Psychology Magazine

Music and Medicine

By Deric Bownds @DericBownds
Amy McDermott does an open source article on how music is increasingly being employed as a medical therapy. Here are some clips from the article:
...growing evidence points to a range of musical medical benefits for ailments from stroke to Parkinson’s...in mechanically ventilated ICU patients relaxing, slow-tempo classical music reduced patients’ number of delirium days... music has been part of medicine, in one way or another, from the earliest efforts to heal the sick...since some 35,000 years ago...around the time that humans began painting animal figures in ochre and black on cave walls, shamans used bone flutes and animal skin drums in healing and funerary rituals.

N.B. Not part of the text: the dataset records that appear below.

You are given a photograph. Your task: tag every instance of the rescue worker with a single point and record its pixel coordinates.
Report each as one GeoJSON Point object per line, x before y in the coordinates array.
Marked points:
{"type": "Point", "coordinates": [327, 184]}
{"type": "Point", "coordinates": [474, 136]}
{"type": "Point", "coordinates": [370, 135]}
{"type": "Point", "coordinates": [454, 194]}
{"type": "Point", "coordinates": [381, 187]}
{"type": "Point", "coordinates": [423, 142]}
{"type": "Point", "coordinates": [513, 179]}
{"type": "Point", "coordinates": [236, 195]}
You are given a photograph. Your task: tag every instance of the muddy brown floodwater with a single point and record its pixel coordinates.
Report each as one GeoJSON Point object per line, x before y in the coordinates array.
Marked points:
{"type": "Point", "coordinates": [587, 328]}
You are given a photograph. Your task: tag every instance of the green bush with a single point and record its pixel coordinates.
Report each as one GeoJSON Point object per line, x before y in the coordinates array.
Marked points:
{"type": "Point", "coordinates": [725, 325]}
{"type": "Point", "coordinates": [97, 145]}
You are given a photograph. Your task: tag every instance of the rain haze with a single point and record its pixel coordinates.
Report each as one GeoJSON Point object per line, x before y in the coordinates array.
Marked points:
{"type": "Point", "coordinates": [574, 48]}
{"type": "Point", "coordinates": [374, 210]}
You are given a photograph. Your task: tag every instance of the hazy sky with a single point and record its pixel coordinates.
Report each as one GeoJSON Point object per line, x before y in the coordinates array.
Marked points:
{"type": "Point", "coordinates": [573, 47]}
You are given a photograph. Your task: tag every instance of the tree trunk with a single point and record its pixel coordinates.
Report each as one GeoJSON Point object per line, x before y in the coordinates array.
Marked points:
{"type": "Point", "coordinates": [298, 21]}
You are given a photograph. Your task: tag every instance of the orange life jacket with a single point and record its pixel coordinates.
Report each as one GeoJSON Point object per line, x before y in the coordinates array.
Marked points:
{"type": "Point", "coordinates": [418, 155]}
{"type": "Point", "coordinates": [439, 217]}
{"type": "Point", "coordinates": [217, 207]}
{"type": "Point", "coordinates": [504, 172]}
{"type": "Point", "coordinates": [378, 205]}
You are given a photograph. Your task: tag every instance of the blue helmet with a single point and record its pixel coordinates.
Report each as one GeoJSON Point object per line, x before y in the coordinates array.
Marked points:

Fast forward to the 20th century, and musicians took up the mantle of healers after the First World War by playing for wounded soldiers in veteran’s hospitals. Anecdotally, the soldiers responded so well that hospitals brought in musicians; the National Association for Music in Hospitals was born in 1926, according to the American Music Therapy Association. In the decades that followed, hospital musicians developed an accreditation system and became known as music therapists, as their work became increasingly tailored to patients experiencing a range of disorders. Today, music therapists work in settings from hospitals, to outpatient clinics, to nursing homes, where they are typically members of a patient’s interdisciplinary treatment team along with medical doctors, neurologists, and psychologists.
The article proceeds with McDermott's summary of a number of clinical trials attempting to rigorously investigate the therapeutic effects of music.